Dragon Bound (Elder Races #1)(3)
She really hoped that wasn’t true.
They concluded business in under an hour. At the witch’s invitation she slipped out the back to avoid more heckling from the protesters. Her backpack had been lightened by a considerable amount of cash, but Pia figured in a life-or-death situation it was money well spent.
“Just one thing,” said the witch. She leaned her curvaceous body in a languid pose against the back doorpost of her shop.
Pia paused and looked back at the other woman.
The witch held her gaze. “If you’re personally involved with the man that is intended for, I’m here to tell you, honey, he isn’t worth it.”
A harsh laugh escaped her. She hefted the backpack higher onto one shoulder. “If only my problems were that simple.”
Something moved under the surface of the other woman’s lovely dark eyes. The shift of thought looked calculating, but that could have been a trick of the late-afternoon light. In the next moment her beautiful face wore an indifferent mask, as if she had already mentally moved on to other things.
“Luck, then, chica,” the witch said. “You need to buy something else, come back anytime.”
Pia swallowed and said past a dry throat, “Thanks.”
The witch shut her door and Pia loped to the end of the block, then moved into the sidewalk traffic.
Pia hadn’t shared her name. After the first rebuff, the witch knew not to ask and she hadn’t offered.
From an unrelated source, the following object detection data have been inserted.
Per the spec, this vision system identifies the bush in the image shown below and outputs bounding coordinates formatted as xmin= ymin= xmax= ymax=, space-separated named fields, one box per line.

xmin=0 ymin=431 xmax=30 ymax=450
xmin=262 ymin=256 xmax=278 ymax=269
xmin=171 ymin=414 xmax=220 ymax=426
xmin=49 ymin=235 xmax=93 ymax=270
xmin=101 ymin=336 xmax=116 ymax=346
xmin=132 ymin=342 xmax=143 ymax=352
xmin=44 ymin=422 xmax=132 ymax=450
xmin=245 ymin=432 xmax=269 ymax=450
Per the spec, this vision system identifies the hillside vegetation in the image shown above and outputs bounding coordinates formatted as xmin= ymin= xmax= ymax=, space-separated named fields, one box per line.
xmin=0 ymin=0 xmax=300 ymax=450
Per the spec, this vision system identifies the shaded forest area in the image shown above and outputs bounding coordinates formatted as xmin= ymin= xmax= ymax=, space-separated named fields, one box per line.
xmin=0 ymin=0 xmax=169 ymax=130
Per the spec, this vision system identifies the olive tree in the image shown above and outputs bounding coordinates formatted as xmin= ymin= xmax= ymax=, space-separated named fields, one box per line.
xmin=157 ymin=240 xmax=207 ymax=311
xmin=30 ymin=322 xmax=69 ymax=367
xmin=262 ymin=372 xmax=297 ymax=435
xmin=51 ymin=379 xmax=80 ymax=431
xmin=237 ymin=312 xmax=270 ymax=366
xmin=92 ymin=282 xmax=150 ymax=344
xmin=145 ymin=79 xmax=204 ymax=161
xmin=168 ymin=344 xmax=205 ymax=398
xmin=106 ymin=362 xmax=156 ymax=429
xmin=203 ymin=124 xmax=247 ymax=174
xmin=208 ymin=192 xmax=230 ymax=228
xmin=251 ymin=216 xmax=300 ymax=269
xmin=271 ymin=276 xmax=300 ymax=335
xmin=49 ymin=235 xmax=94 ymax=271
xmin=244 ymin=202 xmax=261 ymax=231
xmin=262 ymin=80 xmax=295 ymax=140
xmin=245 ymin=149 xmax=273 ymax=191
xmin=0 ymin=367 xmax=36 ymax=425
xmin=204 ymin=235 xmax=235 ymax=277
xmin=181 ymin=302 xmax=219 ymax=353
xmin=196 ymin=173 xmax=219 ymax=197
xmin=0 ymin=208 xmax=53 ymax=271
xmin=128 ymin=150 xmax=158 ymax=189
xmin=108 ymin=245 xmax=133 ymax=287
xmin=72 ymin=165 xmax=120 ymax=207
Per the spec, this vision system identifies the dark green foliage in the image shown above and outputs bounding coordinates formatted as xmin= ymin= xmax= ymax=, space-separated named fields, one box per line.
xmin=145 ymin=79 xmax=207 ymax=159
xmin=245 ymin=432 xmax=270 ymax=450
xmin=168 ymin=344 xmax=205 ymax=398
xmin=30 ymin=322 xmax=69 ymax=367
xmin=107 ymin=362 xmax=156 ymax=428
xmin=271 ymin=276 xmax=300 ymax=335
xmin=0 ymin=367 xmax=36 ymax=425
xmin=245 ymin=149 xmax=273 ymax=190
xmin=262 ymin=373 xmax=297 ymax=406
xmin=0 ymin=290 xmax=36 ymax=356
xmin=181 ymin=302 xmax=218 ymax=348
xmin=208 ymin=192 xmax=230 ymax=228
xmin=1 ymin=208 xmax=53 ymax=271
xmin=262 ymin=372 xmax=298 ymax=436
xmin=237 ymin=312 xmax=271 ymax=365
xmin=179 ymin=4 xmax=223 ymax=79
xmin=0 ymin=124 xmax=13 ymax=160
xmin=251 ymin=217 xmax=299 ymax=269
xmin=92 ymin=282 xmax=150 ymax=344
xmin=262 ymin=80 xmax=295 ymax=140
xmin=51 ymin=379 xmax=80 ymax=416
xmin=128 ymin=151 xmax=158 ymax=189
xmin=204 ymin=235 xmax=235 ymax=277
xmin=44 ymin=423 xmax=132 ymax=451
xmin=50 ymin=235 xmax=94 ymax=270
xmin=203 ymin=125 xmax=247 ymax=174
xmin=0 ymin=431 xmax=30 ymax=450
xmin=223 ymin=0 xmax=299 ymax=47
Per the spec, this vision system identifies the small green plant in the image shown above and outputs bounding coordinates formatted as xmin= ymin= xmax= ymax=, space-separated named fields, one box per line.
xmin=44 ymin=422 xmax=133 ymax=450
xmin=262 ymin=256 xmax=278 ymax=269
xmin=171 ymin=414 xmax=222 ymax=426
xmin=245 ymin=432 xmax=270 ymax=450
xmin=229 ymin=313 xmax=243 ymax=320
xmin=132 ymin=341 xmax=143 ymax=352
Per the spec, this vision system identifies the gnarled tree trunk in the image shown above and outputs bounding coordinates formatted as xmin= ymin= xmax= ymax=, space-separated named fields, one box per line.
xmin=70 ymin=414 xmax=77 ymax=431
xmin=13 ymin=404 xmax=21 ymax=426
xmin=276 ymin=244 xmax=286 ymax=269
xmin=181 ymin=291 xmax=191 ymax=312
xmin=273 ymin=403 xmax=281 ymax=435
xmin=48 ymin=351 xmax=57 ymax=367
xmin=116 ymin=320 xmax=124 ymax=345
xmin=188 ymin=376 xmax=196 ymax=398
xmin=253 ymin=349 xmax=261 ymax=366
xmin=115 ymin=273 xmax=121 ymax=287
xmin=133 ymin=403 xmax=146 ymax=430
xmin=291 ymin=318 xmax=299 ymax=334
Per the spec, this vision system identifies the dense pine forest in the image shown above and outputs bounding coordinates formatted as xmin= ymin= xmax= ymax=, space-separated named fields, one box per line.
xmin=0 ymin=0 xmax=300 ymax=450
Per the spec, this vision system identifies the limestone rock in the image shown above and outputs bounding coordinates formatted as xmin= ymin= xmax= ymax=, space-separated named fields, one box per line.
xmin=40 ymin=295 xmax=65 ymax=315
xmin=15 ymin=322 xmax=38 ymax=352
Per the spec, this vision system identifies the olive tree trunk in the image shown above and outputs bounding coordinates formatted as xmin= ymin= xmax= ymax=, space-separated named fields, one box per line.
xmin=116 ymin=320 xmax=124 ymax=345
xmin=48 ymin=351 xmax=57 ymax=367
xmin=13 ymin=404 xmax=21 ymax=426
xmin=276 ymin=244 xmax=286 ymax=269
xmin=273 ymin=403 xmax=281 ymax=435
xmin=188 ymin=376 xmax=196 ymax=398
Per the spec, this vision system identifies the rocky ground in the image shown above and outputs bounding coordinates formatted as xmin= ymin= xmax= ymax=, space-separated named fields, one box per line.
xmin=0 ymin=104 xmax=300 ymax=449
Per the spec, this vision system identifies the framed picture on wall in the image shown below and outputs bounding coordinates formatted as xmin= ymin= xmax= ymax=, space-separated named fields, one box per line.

She wondered if she had TROUBLE tattooed on her forehead. Or maybe it was in her sweat. Desperation had a certain smell to it.
Her fingers brushed the front pocket of her jeans where she’d slipped the oath binding, wrapped in a plain white handkerchief. A strong magical glow emanated through the distressed denim and made her hand tingle. Maybe after she met with the shithead and concluded their transaction, she could take her first deep breath in days. She supposed she should be grateful the witch hadn’t been more of a shark.
Then Pia heard the most terrible sound of her life. It started low like a vibration, but one so deep in power it shook her bones. She slowed to a stop along with the other pedestrians. People shaded their eyes and looked around as the vibration grew into a roar that swept through the streets and rattled the buildings.
The roar was a hundred freight trains, tornadoes, Mount Olympus exploding in a rain of fire and flood.
Pia fell to her knees and threw her arms over her head. Others screamed and did the same. Still others looked around wildeyed, trying to spot the disaster. Some ran panicked down the street. The nearby intersections were dotted with car accidents as frightened drivers lost control and slammed into one another.
Then the roar died away. Buildings settled. The cloudless sky was serene, but New York City most certainly was not.
Alrighty.
She pushed upright on unsteady legs and mopped her sweat-dampened face, oblivious to the chaos churning around her.
She knew what—who—had made that unholy sound and why. The knowledge made her guts go watery.
If she were in a race for her life, that roar was the starter pistol. If God were the referee, He had just shouted Go.
He had been born along with the solar system. Give or take.
He remembered a transcendent light and an immense wind. Modern science called it a solar wind. He recalled a sensation of endless flight, an eternal basking in light and magic so piercing and young and pure it rang like the trumpeting of thousands of angels.
His massive bones and flesh must have been formed along with the planets. He became bound to Earth. He knew hunger and learned to hunt and eat. Hunger taught him concepts such as before and after, and danger and pain and pleasure.
He began to have opinions. He liked the gush of blood as he gorged on flesh. He liked drowsing on a baked rock in the sun. He adored launching into the air, taking wing and riding thermals high above the ground, so like that first endless-seeming ecstasy of flight.
After hunger, he discovered curiosity. New species burgeoned. There were the Wyrkind, Elves, both Light and Dark Fae, tall bright-eyed beings and squat mushroom-colored creatures, winged nightmares and shy things that puttered in foliage and hid whenever he appeared. What came to be known as the Elder Races tended to cluster in or around magic-filled dimensional pockets of Other land, where time and space had buckled when the earth was formed and the sun shone with a different light.
Magic had a flavor like blood, only it was golden and warm like sunlight. It was good to gulp down with red flesh.
He learned language by listening in secret to the Elder Races. He practiced on his own when he took flight, mulling over each word and its meaning. The Elder Races had several words for him.
Wyrm, they called him. Monster. Evil. The Great Beast.
Dragua.
Thus he was named.
He didn’t notice at first when the first modern Homo sapiens began to proliferate in Africa. Of all species, he wouldn’t have guessed they would flourish. They were weak, had short life spans, no natural armor, and were easy to kill.
He kept an eye on them and learned their languages. Just as other Wyrkind did, he developed the skill of shapeshifting so he could walk among them. They dug up the things of Earth he liked, gold and silver, sparkling crystals and precious gems, which they shaped into creations of beauty. Acquisitive by nature, he collected what caught his eye.
This new species spread across the world, so he created secret lairs in underground caverns where he gathered his possessions.